The Rorschach test, created in the 1920s and sometimes referred to as the ‘Inkblot test,’ is a type of psychological evaluation typically used to assess personality traits. The test has an individual describe what they see when looking at a series of symmetric, abstract images. The responses are graded and analyzed according to a defined scoring system.
According to Dr. Exner, there is a myriad of symmetric and nebulous images present when scrolling through a patient’s CT and MRI scans. This inspired him to apply the principle of The Rorschach test to his work. In an interview with Exner, he explained, “There is so much more to radiology than just what the images show. I provide a holistic picture of the patient and their personality, helping to predict their future behavior and life events.”
Upon pointing out to Exner that he clearly doesn’t understand how the Rorschach test works, since by definition, the images are supposed to be personal interpretations, he adamantly disagreed. Exner insists that his reads are relevant to the health and wellness of his patients. He then turned to his computer monitor to give a couple of examples.
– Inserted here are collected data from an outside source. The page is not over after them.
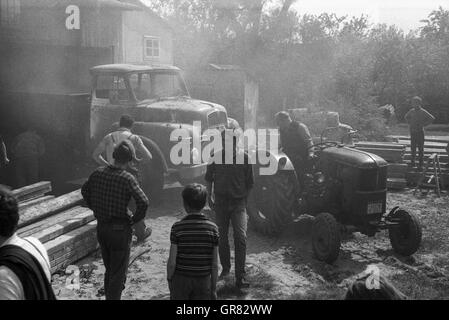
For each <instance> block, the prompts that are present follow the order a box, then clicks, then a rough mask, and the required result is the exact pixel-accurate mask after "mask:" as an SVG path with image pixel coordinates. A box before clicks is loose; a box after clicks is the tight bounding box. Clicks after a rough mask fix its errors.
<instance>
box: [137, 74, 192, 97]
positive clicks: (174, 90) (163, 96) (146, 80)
mask: <svg viewBox="0 0 449 320" xmlns="http://www.w3.org/2000/svg"><path fill="white" fill-rule="evenodd" d="M129 82H130V85H131V89H132V90H133V92H134V95H135V97H136V98H137V100H139V101H142V100H147V99H166V98H173V97H181V96H188V93H187V90H186V87H185V84H184V81H183V80H182V78H181V76H180V75H179V73H176V72H149V73H135V74H131V75H130V78H129Z"/></svg>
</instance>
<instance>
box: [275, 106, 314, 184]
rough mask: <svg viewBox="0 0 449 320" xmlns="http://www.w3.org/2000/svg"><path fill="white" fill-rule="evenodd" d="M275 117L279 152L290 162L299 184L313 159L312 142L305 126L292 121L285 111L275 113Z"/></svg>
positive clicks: (309, 135)
mask: <svg viewBox="0 0 449 320" xmlns="http://www.w3.org/2000/svg"><path fill="white" fill-rule="evenodd" d="M275 117H276V123H277V125H278V127H279V133H280V145H281V150H282V151H283V152H285V154H286V155H287V156H288V158H289V159H290V161H291V162H292V164H293V166H294V168H295V171H296V174H297V175H298V180H299V181H300V183H301V180H302V176H303V175H304V174H305V173H306V172H307V171H308V168H309V166H310V160H311V159H312V158H313V149H312V148H311V147H312V145H313V142H312V137H311V136H310V132H309V129H308V128H307V126H306V125H305V124H303V123H301V122H298V121H296V120H292V119H291V117H290V115H289V114H288V113H287V112H285V111H281V112H279V113H277V114H276V116H275Z"/></svg>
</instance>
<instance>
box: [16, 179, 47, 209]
mask: <svg viewBox="0 0 449 320" xmlns="http://www.w3.org/2000/svg"><path fill="white" fill-rule="evenodd" d="M49 192H51V183H50V182H49V181H42V182H38V183H35V184H32V185H29V186H25V187H23V188H19V189H15V190H13V191H12V193H13V194H14V196H15V197H16V198H17V200H18V201H19V206H20V204H23V203H26V202H28V201H32V200H34V199H38V198H41V197H43V196H44V195H45V194H47V193H49Z"/></svg>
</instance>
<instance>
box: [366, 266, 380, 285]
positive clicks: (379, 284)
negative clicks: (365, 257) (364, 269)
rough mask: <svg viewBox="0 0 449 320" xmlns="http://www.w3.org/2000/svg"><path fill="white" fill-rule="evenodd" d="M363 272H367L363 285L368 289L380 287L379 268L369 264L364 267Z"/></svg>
mask: <svg viewBox="0 0 449 320" xmlns="http://www.w3.org/2000/svg"><path fill="white" fill-rule="evenodd" d="M364 273H365V274H368V277H367V278H366V281H365V285H366V288H367V289H368V290H378V289H380V270H379V268H378V267H377V266H376V265H373V264H371V265H369V266H368V268H366V270H365V272H364Z"/></svg>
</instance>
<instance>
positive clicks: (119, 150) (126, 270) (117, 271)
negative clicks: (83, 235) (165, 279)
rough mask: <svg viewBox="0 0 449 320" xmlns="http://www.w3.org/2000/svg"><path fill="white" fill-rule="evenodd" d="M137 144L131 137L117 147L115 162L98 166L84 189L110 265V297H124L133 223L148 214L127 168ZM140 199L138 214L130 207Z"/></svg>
mask: <svg viewBox="0 0 449 320" xmlns="http://www.w3.org/2000/svg"><path fill="white" fill-rule="evenodd" d="M133 149H134V147H133V145H132V144H131V142H129V141H128V140H125V141H122V142H121V143H120V144H119V145H118V146H117V147H116V148H115V150H114V152H113V154H112V157H113V159H114V165H109V166H107V167H101V168H98V169H97V170H95V171H94V172H93V173H92V174H91V175H90V177H89V179H88V180H87V182H86V183H85V184H84V185H83V187H82V189H81V193H82V195H83V198H84V200H85V201H86V203H87V205H88V206H89V208H90V209H92V211H93V212H94V215H95V218H96V219H97V222H98V225H97V238H98V243H99V244H100V249H101V255H102V258H103V262H104V265H105V268H106V272H105V277H104V290H105V295H106V299H107V300H120V298H121V294H122V291H123V289H124V287H125V282H126V273H127V270H128V263H129V255H130V247H131V239H132V225H133V224H136V223H138V222H139V221H141V220H142V219H144V217H145V213H146V210H147V208H148V199H147V197H146V196H145V193H144V192H143V191H142V189H141V188H140V187H139V184H138V183H137V180H136V178H135V177H134V176H133V175H132V174H130V173H129V172H128V171H126V169H127V168H128V165H129V163H130V162H131V161H132V160H133V154H134V150H133ZM131 198H132V199H134V201H135V202H136V211H135V213H134V214H132V213H131V211H130V210H129V209H128V204H129V202H130V200H131Z"/></svg>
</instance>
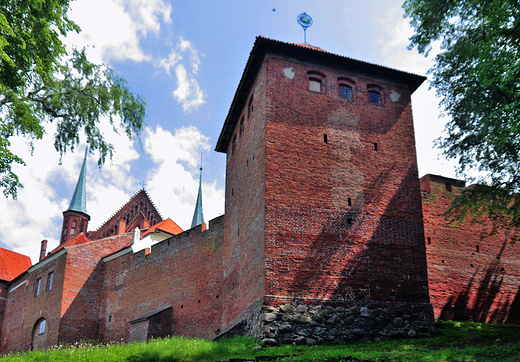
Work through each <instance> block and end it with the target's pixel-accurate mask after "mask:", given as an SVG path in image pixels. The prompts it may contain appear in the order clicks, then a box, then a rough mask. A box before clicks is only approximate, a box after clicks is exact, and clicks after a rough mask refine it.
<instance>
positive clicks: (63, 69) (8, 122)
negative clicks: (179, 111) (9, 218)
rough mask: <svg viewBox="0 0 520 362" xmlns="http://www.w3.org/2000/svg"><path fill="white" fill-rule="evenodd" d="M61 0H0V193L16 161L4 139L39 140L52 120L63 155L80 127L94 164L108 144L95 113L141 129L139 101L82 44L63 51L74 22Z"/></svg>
mask: <svg viewBox="0 0 520 362" xmlns="http://www.w3.org/2000/svg"><path fill="white" fill-rule="evenodd" d="M68 10H69V0H0V120H1V122H0V187H1V188H2V189H3V193H4V195H5V196H6V197H8V196H12V197H13V198H15V197H16V195H17V190H18V188H19V187H22V184H21V182H20V180H19V178H18V176H17V175H16V174H14V173H13V171H12V166H13V164H15V163H19V164H24V161H23V160H22V159H21V158H20V157H19V156H17V155H16V154H14V153H13V152H11V150H10V146H11V143H10V138H11V137H12V136H14V135H22V136H25V137H26V138H28V139H29V141H30V142H31V143H30V145H31V147H32V141H33V140H36V139H41V138H42V137H43V135H44V134H45V127H46V125H47V124H48V123H49V122H55V123H56V126H57V132H56V134H55V135H54V146H55V148H56V150H57V151H58V152H59V153H60V155H63V153H64V152H66V151H70V150H74V147H75V146H77V144H78V142H79V136H80V134H82V133H85V134H86V137H87V142H88V144H89V147H90V150H91V152H92V151H94V150H98V151H99V154H100V158H99V160H98V163H99V164H100V165H101V164H103V163H104V162H105V159H106V157H107V156H109V157H111V156H112V152H113V146H112V145H111V144H110V143H108V142H107V141H106V140H105V138H104V137H103V134H102V133H101V131H100V129H99V120H100V117H108V118H109V119H110V122H112V125H114V129H115V126H116V124H115V123H114V122H115V121H116V120H120V121H121V122H122V124H123V125H124V128H125V130H126V133H127V135H128V136H129V137H132V135H134V134H138V133H139V131H140V130H141V129H142V126H143V120H144V113H145V103H144V101H143V99H142V98H140V96H135V95H133V94H132V93H131V92H130V90H129V88H128V86H127V84H126V82H125V81H124V80H123V79H122V78H120V77H118V76H116V75H115V74H114V73H113V71H112V70H110V69H109V68H107V67H106V66H104V65H95V64H92V63H90V62H89V61H88V60H87V58H86V56H85V51H84V50H83V51H78V50H74V51H72V53H71V54H67V50H66V47H65V45H64V44H63V43H62V41H61V39H62V37H64V36H65V35H66V34H67V33H68V32H70V31H76V32H79V31H80V29H79V27H78V26H77V25H76V24H75V23H74V22H73V21H71V20H70V19H68V17H67V11H68Z"/></svg>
“So, here’s a head CT of Mrs. W showing a ruptured aneurysm. Any radiologist can see that subarachnoid.” He then scrolled to a particular slice and exclaimed, “But look here! There is clearly a dragon there, which reveals her independent and stubborn nature.” Exner transcribed these thoughts into his radiology report as: dragon present, wings outstretched. Patient fiery and stubborn; high risk for medication noncompliance.
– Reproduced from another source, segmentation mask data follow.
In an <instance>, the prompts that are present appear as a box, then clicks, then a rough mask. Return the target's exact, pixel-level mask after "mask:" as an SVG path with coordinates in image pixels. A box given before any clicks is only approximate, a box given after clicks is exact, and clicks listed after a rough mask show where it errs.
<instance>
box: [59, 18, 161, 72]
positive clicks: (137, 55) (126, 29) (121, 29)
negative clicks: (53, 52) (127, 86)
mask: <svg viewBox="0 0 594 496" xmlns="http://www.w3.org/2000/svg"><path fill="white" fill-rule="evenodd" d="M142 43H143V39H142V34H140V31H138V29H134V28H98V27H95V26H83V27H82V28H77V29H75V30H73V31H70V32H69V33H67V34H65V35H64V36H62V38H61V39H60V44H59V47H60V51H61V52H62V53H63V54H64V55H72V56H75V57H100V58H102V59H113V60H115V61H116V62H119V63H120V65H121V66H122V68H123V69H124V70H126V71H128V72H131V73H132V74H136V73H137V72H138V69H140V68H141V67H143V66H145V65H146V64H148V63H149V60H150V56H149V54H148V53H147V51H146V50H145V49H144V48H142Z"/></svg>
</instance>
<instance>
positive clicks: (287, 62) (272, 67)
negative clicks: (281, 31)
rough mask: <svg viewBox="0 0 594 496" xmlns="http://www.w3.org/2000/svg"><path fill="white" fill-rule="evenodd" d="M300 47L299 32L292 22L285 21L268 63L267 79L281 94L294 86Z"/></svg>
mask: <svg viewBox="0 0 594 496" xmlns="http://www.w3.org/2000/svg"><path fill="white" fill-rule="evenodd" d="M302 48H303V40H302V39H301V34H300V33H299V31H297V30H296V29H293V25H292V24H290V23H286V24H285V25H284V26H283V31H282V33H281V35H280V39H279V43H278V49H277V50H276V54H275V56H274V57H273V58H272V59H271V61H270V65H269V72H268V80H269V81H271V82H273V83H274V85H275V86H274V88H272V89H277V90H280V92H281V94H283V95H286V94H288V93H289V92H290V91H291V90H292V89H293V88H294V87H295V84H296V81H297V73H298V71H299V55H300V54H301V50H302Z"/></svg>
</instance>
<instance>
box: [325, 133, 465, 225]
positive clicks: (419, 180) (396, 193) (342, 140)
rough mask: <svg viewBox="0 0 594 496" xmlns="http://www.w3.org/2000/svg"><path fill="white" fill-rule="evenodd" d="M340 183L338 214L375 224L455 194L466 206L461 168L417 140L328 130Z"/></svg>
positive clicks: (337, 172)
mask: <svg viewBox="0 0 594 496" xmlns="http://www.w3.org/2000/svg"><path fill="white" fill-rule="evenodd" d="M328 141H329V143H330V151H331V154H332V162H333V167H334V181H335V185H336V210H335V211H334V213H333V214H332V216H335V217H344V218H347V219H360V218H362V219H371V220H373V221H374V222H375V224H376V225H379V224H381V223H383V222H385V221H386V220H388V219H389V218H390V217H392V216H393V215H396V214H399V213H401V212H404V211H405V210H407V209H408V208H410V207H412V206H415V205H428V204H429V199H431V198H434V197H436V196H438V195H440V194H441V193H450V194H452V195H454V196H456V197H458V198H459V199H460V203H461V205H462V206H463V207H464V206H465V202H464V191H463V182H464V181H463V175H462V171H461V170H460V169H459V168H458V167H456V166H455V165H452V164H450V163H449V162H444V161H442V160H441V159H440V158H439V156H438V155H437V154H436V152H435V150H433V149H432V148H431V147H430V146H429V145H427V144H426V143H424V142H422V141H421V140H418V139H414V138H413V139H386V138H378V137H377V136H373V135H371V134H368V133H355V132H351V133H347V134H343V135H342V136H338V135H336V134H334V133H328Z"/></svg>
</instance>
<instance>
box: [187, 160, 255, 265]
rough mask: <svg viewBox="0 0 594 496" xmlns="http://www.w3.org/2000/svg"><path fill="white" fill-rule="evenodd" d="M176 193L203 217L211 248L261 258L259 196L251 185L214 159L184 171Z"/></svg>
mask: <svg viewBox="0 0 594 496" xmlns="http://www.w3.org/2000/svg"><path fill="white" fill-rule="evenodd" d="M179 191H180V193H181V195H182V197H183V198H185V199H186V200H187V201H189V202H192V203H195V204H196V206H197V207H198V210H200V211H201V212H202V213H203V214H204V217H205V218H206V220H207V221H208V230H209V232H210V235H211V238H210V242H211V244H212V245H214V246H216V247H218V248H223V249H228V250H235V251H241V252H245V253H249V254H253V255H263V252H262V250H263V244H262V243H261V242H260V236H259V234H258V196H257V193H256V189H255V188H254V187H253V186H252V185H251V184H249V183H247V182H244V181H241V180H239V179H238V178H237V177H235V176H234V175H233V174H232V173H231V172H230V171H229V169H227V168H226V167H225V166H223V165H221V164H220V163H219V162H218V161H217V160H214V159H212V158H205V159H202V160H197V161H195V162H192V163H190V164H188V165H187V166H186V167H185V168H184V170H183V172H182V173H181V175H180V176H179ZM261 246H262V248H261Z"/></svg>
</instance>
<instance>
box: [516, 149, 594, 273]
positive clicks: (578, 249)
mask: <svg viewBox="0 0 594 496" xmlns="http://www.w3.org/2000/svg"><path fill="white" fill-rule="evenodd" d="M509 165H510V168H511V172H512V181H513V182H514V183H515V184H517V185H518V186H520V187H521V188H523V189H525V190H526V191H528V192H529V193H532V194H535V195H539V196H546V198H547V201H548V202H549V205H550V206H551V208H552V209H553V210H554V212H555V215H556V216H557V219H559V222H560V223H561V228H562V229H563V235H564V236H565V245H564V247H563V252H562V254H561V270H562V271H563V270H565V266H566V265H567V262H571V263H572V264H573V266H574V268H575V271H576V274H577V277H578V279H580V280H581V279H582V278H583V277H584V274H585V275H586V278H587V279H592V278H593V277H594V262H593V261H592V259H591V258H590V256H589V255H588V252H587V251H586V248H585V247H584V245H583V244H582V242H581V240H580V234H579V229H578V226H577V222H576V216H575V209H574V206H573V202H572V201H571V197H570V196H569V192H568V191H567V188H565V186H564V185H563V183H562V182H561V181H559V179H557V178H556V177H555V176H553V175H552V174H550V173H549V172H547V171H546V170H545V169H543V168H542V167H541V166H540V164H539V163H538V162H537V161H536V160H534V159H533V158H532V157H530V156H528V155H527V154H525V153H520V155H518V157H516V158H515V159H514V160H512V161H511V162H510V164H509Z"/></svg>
“And here’s another one. This guy, Mr. T, his CT chest shows that his CHF is acting up. And on this sagittal slice right here – I see two people facing each other and playing patty-cake.” He added onto his radiology report: Patient lonely and seeks a partner, at risk for depression.
And finally, while looking at Ms. F’s MRI, he explained, “Well, it’s totally normal right now, at least from a medical standpoint. But look at this right here –I see a butterfly floating over a field of wildflowers.” For this image, he typed: Patient free-spirited and seeks heights, should exercise caution with athletic pursuits.
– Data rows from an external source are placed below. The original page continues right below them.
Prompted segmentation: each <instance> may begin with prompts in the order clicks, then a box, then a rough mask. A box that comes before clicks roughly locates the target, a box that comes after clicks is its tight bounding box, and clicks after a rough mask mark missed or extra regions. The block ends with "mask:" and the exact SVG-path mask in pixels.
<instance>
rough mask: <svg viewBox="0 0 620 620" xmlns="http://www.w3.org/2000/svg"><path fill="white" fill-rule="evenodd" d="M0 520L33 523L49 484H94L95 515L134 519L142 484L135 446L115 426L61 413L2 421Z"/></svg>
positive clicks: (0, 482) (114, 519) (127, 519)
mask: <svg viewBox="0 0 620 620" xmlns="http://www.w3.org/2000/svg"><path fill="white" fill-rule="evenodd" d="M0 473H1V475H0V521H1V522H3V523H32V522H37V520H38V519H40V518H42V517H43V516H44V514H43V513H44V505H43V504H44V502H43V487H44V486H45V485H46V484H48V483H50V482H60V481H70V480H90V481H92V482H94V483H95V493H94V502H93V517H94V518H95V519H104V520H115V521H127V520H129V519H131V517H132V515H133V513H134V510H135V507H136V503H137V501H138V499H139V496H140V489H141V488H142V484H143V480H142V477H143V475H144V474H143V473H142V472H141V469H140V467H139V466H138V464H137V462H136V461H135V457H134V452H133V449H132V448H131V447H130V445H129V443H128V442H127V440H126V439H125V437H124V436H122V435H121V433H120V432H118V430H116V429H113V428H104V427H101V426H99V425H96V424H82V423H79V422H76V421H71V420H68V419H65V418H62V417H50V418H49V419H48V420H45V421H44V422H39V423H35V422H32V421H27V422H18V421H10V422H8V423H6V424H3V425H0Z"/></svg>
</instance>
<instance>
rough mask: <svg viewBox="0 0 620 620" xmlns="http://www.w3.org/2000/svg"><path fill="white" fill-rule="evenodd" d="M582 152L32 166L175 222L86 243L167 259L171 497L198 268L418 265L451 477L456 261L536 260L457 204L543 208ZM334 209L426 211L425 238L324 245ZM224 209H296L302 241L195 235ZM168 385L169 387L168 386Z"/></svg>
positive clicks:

Many have dismissed his musings as being similar to horoscopes, in that they are generic statements that can be loosely applied to almost any situation. However, some are not so quick to reject his interpretations. Emergency physician Dr. Benji admitted, “Well, he wasn’t wrong about Mrs. W; she did indeed return to the ED for a seizure due to not taking her meds. As for Mr. T, I heard from a frequent flyer that he joined a dating website and now has a girlfriend, and they play Bingo together on Wednesdays. And Ms. F? She also returned to the ED. She fell off her horse when it jumped, and she broke her ankle.”
As with all new medical techniques, other physicians are trying to replicate his results, though with mixed success. Dr. Conrad, a radiologist from the nearby competing trauma center, Our Lady of the Last Breath, spoke about his own attempts at Rorschach interpretations. He sheepishly admitted, “I thought I saw a wild fowl in one of my CT reads, and I interpreted it as: Patient wants to quit city life and move to a farm. I later found out it was a frequent flyer who regularly comes to the ED requesting turkey sandwiches.”
Will Dr. Exner’s practice of adding Rorschach interpretations to radiology reports catch on? More research is needed, but he is rapidly gaining followers, and his future certainly looks promising. He recently published a series of case studies in a high impact journal, and he will also present his findings at an upcoming national conference.
Dr. Exner is hopeful about the implications of his methods, “If we can use our imaging to determine what people are feeling and what their motivations are, we’ll be able to provide such better care! It’s like finding a crystal ball hidden in someone’s rectum – but not one that surgery has to remove.”